Rewritten in a postmodern technique of magic realism:
Our household was troubled by the uncanny: my grandmother, who passed away last week at the age of seventy, still exists within our presence. Her voice is still imminent amongst the whispers of the wind. As the leaves of the Black Mulberry tree make subtle movements, her laughter emanates from the sounds of the tiny bells hanging from the low strung branches of the ancient tree. Everyone was afraid—my mother the most given that she always antagonizes my grandmother by refusing all her puny requests, my father now avoids going to his chair under the Black Mulberry tree, and our maid won’t go to the restrooms at night anymore. Everyone is afraid with my deceased grandmother except me. For me, she is an endearment, a treasure who inspires my calling.
Grandmother is a strong-headed woman. She does not take no for an answer. She insists on taking a bath at the start of each month at the public baths as she requested for assistance of our maid. My mother, appalled would say, “but the market baths has been destroyed more than decades ago!” To which my grandmother replies, “It is gone, only to those who think it is gone.”

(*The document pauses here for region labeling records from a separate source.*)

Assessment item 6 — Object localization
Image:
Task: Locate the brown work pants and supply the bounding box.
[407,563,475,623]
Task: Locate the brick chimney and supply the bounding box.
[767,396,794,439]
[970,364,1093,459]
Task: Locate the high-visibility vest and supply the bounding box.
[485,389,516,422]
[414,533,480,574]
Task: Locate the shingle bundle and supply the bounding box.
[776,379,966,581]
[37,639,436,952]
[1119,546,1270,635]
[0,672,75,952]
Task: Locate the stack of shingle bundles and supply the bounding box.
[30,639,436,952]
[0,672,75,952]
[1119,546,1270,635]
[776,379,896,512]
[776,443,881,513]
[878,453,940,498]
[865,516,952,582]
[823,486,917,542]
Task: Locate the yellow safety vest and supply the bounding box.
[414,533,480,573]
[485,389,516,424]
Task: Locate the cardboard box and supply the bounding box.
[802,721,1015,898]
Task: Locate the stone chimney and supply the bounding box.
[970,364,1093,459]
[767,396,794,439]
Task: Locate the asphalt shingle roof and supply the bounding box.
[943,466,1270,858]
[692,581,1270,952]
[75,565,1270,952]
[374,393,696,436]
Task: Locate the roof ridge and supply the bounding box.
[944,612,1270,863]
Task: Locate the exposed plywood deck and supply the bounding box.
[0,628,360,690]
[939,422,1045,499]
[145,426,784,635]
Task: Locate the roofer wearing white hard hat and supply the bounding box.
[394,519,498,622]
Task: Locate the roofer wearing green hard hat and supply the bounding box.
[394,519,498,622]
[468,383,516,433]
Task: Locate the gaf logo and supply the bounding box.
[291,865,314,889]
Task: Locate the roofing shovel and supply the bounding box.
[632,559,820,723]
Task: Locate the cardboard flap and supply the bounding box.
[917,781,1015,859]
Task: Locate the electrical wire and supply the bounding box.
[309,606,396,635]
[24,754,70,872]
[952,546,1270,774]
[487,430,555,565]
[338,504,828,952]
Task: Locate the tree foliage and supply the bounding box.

I enjoy waiting for my grandmother to go home from her imaginary visits from the baths, she tells me such lively stories about the colorful ambience of her visits from each bath. The baths were made of silver tiles, the maids were gentle water nymphs, and the warm water in the golden tubs were covered in vanilla musk and luminescent Jasmines. The bath was owned by the Goddess Atargatis, a beautiful mermaid who welcomes all Syrian women to pamper themselves alongside her. It did not matter that is was not real—as my mother objectively points out every time she shakes her while overhearing grandmother’s recount on her experience, even when it was more beautiful than any other realistic imagery.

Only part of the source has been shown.